Traceability leaders will also help shape the standards and regulations in their sector. Firms that do not invest in traceability will be more vulnerable to supply chain disruptions and allegations about product safety or provenance. In fact, across most industries and sectors, we are already beginning to see companies with traceable supply chains start to outrun competitors with limited visibility.

 

Shariff

Shariff

Technologies are evolving

In the coming decade, we expect firms to cluster around two different performance curves: a higher-performance curve for companies that invest in traceability and a lower-performing curve for those that lack traceability.

Bain’s recent Global State of Traceability survey, a consultation with 150 senior supply chain leaders, shows that 68per cent of executives view traceability as “very or extremely important.” But many leadership teams have found implementation painfully complex. While firms are investing to improve traceability, 58 per cent have just begun the journey and only 15 per cent are capturing value at scale.

A three-pronged approach: First, companies explore how traceability technologies can lay the foundation for advanced supply chain performance.

Second, and often in parallel, they build a community of leaders, enablers, and potential partners to learn from. Sharing successes and failures improves performance across the value chain.

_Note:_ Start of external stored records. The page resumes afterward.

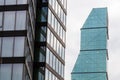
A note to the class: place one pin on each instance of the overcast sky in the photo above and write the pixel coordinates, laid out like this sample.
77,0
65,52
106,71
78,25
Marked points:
78,11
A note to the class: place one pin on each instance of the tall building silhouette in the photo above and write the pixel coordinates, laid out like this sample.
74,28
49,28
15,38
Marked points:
91,63
32,39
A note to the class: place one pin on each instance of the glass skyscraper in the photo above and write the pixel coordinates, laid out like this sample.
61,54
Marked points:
91,63
32,39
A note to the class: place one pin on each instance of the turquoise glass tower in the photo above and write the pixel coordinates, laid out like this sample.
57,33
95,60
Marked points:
91,63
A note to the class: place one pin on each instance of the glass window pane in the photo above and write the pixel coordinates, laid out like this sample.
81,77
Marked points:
21,1
7,47
20,20
1,17
19,46
0,46
44,14
17,71
5,73
9,20
1,2
9,2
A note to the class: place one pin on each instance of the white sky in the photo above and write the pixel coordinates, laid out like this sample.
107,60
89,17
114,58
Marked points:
78,11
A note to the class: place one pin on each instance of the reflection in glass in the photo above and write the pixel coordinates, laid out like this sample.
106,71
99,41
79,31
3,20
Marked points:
7,47
9,20
19,46
17,71
20,20
5,73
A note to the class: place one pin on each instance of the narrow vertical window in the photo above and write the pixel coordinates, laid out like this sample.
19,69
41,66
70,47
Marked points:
1,20
5,73
7,47
9,20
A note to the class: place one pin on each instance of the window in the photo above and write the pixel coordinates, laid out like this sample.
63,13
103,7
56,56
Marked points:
21,1
20,20
9,20
0,46
10,2
44,1
44,14
48,36
17,71
19,46
7,47
6,70
2,2
1,20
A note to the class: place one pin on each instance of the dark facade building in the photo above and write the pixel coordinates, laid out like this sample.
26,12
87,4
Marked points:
32,39
91,63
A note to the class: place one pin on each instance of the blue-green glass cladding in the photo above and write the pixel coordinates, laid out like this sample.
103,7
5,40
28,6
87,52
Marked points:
92,60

Third, they partner with regulators and policymakers to help inform and shape government proposals that will support and accelerate sustainability.

 

t\The link

We are sometimes asked about the connection between sustainability and traceability. This is a crucial point, and it’s often misunderstood. Traceability is the ability to follow materials from the beginning of the supply chain to the customer who purchases a product. With this data and information, traceability plays two roles that support sustainability:

1. Provides visibility on inputs and processes across the value chain; and

2. Offers the source information for provenance and sustainability certifications.

 

Deploying solutions

The first step is determining where tracing will generate the greatest value for the company. Leadership teams that fail to focus their investment will risk overwhelming their value chains with complexity. They are also likely to overinvest. Answering a few key questions can help leadership teams choose traceability applications that will pay big dividends:

• What is the strategic context for your industry, and what near-term and long-term goals are you trying to achieve?

• Which processes to a product do customers or regulators care about most?

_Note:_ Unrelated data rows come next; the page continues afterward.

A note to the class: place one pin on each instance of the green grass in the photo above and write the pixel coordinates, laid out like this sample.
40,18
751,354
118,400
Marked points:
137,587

• What new capabilities would deliver a competitive advantage in terms of unit economics, resilience, or sustainability?

• Where could a circular value chain create new business opportunities?

 Leadership teams can determine how fast they need to move by assessing the company’s starting point and competitors’ commitment to traceability. That approach makes sense for firms striving to catch up from behind and for those jockeying to stay ahead. It will also help identify potential ecosystem partners, which will help strengthen the competitive advantage of individual companies and the community ecosystem. The companies that build the best value creation model linked to traceability will outperform the competition. In the future, all companies are likely to have similar access to traceability data but the winners will be those that wield the data skillfully.

The pressure is growing on leadership teams in every industry to improve sustainability, performance, and resilience in a volatile global economy. Traceability can help companies achieve all three goals and develop a powerful advantage. The rewards of getting it right are substantial. Companies that build robust traceability capabilities will be able to deliver the right product to the right place at the right time with the right level of customisation and speed—all at a competitive cost. They also will be in a position to meet stakeholders’ key sustainability demands and regulatory requirements. And they will have greater resilience to respond to supply and demand shocks. Those capabilities will deliver strong growth and profits and enable new business models.